I've heard the same thing that the Nuggs are interested in Larry Hughes. He would be a great pick-up. He has great handles and can score from any-where. He could be an Iverson/Stackhouse type player. I still say go woth Butler. He is older and can contribute right away. Jason Jennings would be a god pickup or the could sign Baxter or Christofersen via free agency. Or they could possibly trade McDyess for a better center or shooting guard.


----------



## John (Jun 9, 2002)

The Nuggets will be a long time losing for this decade. Dice will leave very soon so be prepare the Nuggets will be the "CLippers" of the 90s.


----------



## denverguru (Jun 16, 2002)

*I am with IMX*

Kiki has to prove that he knows what he is doing, and also needs to show that he is trying to move in the right direction with this team. I also think denver should take caron, he is already polished enough to step in and contribute, he has changed his life around, and would be a positive influence on this team. Plus, he scores from everywhere, hits the boards, and is definately someone the team can look to build around. I see on several of these boards where fans would like to see denver takes skits, who may be good in time, but the kid is still very young and unpolished.........Kiki needs a player immediately with his top pick, so I don't see anyone that can compare to caron, but caron's stock is supposedly rising, so he may not be around at the 5th pick, but I hope he is, he has a jersey with his name on it in denver.


----------



## Patrick (Jun 10, 2002)

Larry Hughes can be an Allen Iverson type of player on a team like you and ever since he played for the Sixers, I always thought he would become a star and you guys would fit his style pretty good. He would be a great free-agent pickup, but you guys must hope you can re-sign Antonio McDyess which I sadly for you doubt will happen.

Good luck anyways.


----------



## Mongolmike (Jun 11, 2002)

*I sure hope*

you guys take Wagner or Tskitishvilli.... cuz I want my Cavs to "not F*ck it up" and take Butler! Either way, Butler does NOT get by BOTH Den and Clev... one or the other takes him....

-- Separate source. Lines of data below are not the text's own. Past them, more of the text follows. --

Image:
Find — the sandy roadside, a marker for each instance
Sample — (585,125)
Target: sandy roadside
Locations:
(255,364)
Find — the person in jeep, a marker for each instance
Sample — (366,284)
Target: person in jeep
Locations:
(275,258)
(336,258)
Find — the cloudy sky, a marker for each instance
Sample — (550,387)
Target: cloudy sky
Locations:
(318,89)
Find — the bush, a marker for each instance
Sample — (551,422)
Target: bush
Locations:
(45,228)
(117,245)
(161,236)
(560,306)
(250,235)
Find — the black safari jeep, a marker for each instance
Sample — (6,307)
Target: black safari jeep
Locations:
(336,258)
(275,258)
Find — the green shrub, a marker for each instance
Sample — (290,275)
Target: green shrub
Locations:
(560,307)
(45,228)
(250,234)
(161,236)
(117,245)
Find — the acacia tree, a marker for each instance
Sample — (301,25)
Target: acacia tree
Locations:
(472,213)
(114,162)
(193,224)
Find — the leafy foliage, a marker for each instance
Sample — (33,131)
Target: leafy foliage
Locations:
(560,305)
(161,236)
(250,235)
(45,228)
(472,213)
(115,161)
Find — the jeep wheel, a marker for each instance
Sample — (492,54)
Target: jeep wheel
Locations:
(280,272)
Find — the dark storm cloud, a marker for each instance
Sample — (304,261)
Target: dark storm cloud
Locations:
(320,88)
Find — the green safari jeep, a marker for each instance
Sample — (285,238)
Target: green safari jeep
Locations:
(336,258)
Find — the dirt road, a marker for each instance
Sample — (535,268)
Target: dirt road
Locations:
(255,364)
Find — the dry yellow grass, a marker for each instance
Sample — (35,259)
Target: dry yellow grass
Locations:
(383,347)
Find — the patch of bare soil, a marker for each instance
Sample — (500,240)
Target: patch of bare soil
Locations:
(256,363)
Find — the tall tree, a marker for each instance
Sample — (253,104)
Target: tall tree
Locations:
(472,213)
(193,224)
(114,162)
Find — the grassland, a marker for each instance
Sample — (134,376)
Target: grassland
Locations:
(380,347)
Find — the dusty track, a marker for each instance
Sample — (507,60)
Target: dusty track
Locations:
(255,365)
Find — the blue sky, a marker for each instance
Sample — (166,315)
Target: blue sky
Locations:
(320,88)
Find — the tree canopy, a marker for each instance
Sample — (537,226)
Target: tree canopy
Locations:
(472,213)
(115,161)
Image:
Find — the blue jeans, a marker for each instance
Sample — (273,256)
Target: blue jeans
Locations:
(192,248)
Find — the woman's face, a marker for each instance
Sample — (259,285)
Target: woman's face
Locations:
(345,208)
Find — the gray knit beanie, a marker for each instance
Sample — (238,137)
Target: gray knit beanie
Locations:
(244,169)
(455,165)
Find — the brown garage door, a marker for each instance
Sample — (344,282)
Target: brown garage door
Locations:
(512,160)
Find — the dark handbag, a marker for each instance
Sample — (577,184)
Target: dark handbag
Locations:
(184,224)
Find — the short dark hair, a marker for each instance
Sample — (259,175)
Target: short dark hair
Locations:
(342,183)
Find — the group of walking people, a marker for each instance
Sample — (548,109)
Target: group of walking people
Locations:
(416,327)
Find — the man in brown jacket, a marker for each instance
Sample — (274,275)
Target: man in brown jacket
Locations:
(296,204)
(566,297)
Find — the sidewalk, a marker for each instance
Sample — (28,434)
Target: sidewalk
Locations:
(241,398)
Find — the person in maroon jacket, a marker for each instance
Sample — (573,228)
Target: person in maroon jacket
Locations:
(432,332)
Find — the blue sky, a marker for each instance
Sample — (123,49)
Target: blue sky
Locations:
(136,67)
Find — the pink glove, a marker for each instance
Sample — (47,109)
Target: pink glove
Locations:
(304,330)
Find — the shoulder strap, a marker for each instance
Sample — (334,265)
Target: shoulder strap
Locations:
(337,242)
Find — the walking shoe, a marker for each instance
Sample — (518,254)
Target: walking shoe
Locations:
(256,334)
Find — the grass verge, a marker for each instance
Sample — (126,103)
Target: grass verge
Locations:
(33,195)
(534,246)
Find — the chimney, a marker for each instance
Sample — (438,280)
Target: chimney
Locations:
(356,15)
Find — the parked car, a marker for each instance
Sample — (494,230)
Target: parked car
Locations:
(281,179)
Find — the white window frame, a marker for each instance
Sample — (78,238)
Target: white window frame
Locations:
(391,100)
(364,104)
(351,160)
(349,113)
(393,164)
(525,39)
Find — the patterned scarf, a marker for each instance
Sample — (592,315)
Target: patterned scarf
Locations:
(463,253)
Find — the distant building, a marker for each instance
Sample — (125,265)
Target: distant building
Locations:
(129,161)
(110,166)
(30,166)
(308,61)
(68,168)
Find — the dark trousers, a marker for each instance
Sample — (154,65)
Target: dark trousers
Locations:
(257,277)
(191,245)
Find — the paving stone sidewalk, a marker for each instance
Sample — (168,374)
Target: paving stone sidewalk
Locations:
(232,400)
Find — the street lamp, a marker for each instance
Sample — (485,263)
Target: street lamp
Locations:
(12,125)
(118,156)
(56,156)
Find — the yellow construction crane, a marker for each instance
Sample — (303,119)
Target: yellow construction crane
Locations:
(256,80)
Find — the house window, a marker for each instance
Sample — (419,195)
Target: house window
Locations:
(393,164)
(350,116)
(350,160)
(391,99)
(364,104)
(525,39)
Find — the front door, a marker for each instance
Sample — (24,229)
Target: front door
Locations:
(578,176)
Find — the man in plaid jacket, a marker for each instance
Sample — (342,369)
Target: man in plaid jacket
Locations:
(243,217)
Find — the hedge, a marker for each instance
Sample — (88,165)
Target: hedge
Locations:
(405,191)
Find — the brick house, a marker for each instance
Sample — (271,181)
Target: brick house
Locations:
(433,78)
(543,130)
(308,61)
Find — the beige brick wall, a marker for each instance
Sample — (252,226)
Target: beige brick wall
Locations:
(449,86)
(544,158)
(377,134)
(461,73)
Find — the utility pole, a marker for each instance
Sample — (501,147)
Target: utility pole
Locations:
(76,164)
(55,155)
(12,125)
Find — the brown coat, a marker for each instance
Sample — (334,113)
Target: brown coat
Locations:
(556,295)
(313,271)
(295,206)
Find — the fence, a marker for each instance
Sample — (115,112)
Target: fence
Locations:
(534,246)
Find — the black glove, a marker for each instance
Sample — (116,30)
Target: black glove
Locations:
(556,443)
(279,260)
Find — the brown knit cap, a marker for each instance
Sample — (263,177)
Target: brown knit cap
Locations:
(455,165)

by the way, IF Gooden and Butler and Wagner are still there, and Den does not get Hughes in a trade.... who do you take?


----------



## BlazerFan22 (Jul 4, 2006)

STING said:


> If you look at almost any team in the NBA, they will have at least one player that is the kind of guy a team can be built around. This is one thing the Nuggets dont have. Before they can talk about polishing up, or glueing together, they need players TO glue together and polish up. In my opinion, the only way they are going to do that is by either drafting and waiting, or trading their pick(s).


Ya they have one.


----------



## thaKEAF (Mar 8, 2004)

BlazerFan22 said:


> Ya they have one.


What was the point of bumping this?


----------



## RedsDrunk (Oct 31, 2005)

?????


----------



## darth-horax (Nov 21, 2005)

Skita=the pick of the century...right behind Efthimios Rentzias!


----------



## Timmons (May 25, 2005)

darth-horax said:


> Skita=the pick of the century...right behind Efthimios Rentzias!


Rentzias was Bickerstaff's final stake in the Nuggets fans hearts when he destroyed the team and skipped town. Surprised he was allowed back into the NBA after the job he did to Denver.

Caron Butler...man...I nearly had an effin' heart attack when they passed him up! He was so good at UCONN and is great in Washington. What a terrible draft.

Skeet Skeet Skita and Nene.

Could have had: Amare and Caron.


----------